The leader also periodically snapshots the metadata state to optimize performance and ensure the metadata topic doesn’t grow indefinitely. These snapshots allow brokers to quickly recover or bootstrap without needing to replay the entire metadata log from the beginning.
Read events
Brokers can read from the metadata topic to stay updated with the latest cluster configuration and metadata state. This ensures that each broker has access to consistent and up-to-date metadata.
Safety
KRaft ensures safety properties to maintain consistency. At most, one leader can be elected in a given period. This prevents multiple leaders from being elected simultaneously, which could lead to conflicting log entries. If two logs contain entries with the same index and term, they are guaranteed to be identical up to that point. This ensures that all committed log entries are identical across brokers. KRaft also supports cluster membership changes, allowing brokers to join or leave the cluster dynamically without compromising safety or consistency.
Kafka broker challenges
Despite these improvements, Kafka broker management comes with its own challenges.
Version control
The transition to KRaft is not without its challenges. For instance, migrating from an older ZooKeeper-based setup to KRaft is complex and requires significant deployment changes. Additionally, as this is a relatively new development, stability and feature parity issues may exist compared to the mature ZooKeeper-based setup.
Configuration
Even when deploying the latest version, configuring Kafka for optimal performance requires an in-depth understanding of its numerous settings and parameters—a daunting task even for experienced users. This includes settings for memory management, file I/O, replication, and consumer group coordination, among others. Achieving the best balance between throughput, latency, and resource utilization requires deep technical expertise and continuous tuning based on usage patterns.
Conclusion
The configuration complexity of Kafka brokers can pose a significant barrier to entry for organizations without the necessary technical expertise. This complexity often leads to higher costs in terms of time and resources spent on training and hiring skilled personnel.

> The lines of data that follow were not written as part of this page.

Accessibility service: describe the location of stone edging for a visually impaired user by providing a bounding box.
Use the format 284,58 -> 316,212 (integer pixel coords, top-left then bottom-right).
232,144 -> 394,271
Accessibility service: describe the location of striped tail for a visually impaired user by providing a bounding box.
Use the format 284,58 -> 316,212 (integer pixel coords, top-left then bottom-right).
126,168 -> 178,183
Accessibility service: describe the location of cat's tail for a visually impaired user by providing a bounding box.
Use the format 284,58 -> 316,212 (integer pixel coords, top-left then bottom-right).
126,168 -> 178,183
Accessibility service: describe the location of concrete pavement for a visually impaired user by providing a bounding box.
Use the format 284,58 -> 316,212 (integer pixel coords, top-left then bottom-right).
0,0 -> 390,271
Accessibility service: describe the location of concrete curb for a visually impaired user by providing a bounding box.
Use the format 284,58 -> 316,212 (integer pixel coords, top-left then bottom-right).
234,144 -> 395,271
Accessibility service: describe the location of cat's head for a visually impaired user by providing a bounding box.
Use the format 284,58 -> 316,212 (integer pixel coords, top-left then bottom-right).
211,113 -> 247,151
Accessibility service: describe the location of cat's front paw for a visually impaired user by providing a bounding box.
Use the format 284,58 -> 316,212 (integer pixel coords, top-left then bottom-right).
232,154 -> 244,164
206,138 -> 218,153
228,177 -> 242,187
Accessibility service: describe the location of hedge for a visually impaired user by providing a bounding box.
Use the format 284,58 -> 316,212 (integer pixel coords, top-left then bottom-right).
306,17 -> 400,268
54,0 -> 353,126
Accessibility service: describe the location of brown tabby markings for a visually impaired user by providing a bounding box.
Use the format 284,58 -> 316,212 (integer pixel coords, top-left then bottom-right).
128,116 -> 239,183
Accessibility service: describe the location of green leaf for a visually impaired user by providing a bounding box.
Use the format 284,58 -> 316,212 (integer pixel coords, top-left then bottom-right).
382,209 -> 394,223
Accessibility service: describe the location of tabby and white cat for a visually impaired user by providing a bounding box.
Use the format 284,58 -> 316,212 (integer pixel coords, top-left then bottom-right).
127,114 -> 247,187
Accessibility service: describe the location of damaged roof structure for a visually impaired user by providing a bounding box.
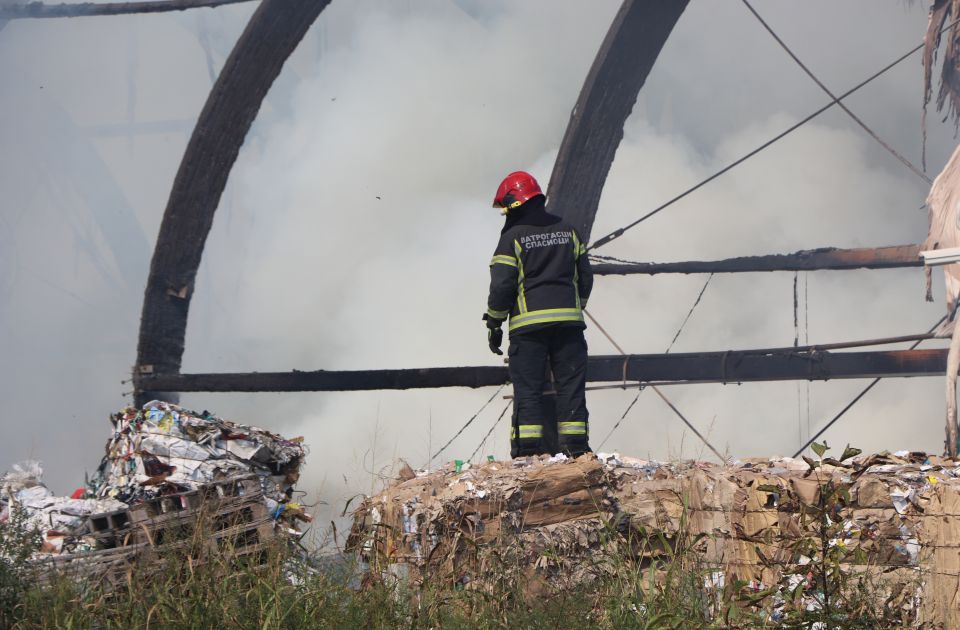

Redpanda is a Kafka-compatible streaming data platform engineered to address Kafka's inherent limitations. Raft is integrated directly into the core of Redpanda, streamlining cluster management and improving stability. In addition:
- Redpanda automates the process of redistributing partitions across different brokers in the cluster, which is particularly useful when clusters are resized.
- By replicating data across different regions, Redpanda ensures that data is accessible even if one location experiences a failure.
- Remote read replicas provide local access points to data, which can significantly reduce latency compared to accessing a central cluster across long distances.
Redpanda thus offers a more user-friendly setup with fewer overheads in configuration and maintenance—lowering the total cost of ownership and operational burden.